# Algorithmic consequences of algebraic formula for partition function?

Bruinier and Ono have found an algebraic formula for the partition function, which was widely reported to be a breakthrough. I am unable to understand the paper, but does it have any algorithmic consequences for fast computation of the partition function?

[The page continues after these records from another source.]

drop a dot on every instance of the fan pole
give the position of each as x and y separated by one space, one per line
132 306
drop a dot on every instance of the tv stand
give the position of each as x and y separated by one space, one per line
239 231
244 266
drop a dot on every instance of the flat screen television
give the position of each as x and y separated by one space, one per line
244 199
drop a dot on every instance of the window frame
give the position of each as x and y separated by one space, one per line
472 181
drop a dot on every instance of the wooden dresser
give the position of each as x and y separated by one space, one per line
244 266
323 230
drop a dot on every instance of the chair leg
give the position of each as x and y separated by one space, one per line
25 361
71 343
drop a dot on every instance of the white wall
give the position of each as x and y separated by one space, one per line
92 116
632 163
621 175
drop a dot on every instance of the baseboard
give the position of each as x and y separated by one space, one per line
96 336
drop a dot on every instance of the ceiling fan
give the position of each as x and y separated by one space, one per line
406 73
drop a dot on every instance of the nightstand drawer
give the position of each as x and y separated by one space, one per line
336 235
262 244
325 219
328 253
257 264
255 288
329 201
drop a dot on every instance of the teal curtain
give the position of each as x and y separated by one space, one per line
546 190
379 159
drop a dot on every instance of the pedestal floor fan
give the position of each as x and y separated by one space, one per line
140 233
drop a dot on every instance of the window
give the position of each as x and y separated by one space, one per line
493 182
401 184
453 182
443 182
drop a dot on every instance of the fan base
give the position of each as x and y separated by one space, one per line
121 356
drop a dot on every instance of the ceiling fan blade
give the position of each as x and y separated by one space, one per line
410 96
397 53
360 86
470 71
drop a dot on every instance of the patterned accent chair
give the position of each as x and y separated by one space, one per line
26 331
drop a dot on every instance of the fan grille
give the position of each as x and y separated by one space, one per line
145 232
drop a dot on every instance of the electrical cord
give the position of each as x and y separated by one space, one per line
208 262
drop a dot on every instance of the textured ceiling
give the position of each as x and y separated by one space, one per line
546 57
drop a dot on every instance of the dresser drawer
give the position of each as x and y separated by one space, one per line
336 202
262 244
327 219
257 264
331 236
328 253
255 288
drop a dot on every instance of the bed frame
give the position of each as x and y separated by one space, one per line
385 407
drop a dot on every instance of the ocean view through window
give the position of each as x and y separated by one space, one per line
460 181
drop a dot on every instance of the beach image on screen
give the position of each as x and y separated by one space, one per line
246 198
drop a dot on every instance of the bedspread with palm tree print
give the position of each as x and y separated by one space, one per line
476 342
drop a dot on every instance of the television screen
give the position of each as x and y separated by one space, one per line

• Can you please provide a link to the statement about the breakthrough? I would like to see in what sense is it a breakthrough. – Jernej Oct 27 '12 at 8:10
• @Jernej It is a finite explicit formula for $p(n)$. Previously we had the Rademacher expansion, which is an infinite series, and various recursion formulas. – Yuval Filmus Oct 27 '12 at 15:48

It is my uninformed belief that Rademacher's formula is faster in practice (and perhaps in theory also) than the Bruinier and Ono formula. While Rademacher's asymptotic expansion is an infinite sum, we know that $p(n)$ is an integer, so if we have bounds on the tails of the expansion, we can use the formula to compute $p(n)$. According to Calkin et al., "the exact formula of Rademacher yields a very fast algorithm".
Bruinier and Ono describe what would take to implement their algorithm in Section 5 of their paper. The first step is to determine representatives for $\mathcal{Q}_n$, of which there are $h(-24n+1)$. According to Soundararajan, we should expect $h(-24n+1) = \Theta(n)$, so the formula would involve $\Theta(n)$ summands. That makes it worse than Euler's formula for $p(n)$ (computationally speaking), though the latter admittedly requires $\Omega(n)$ memory.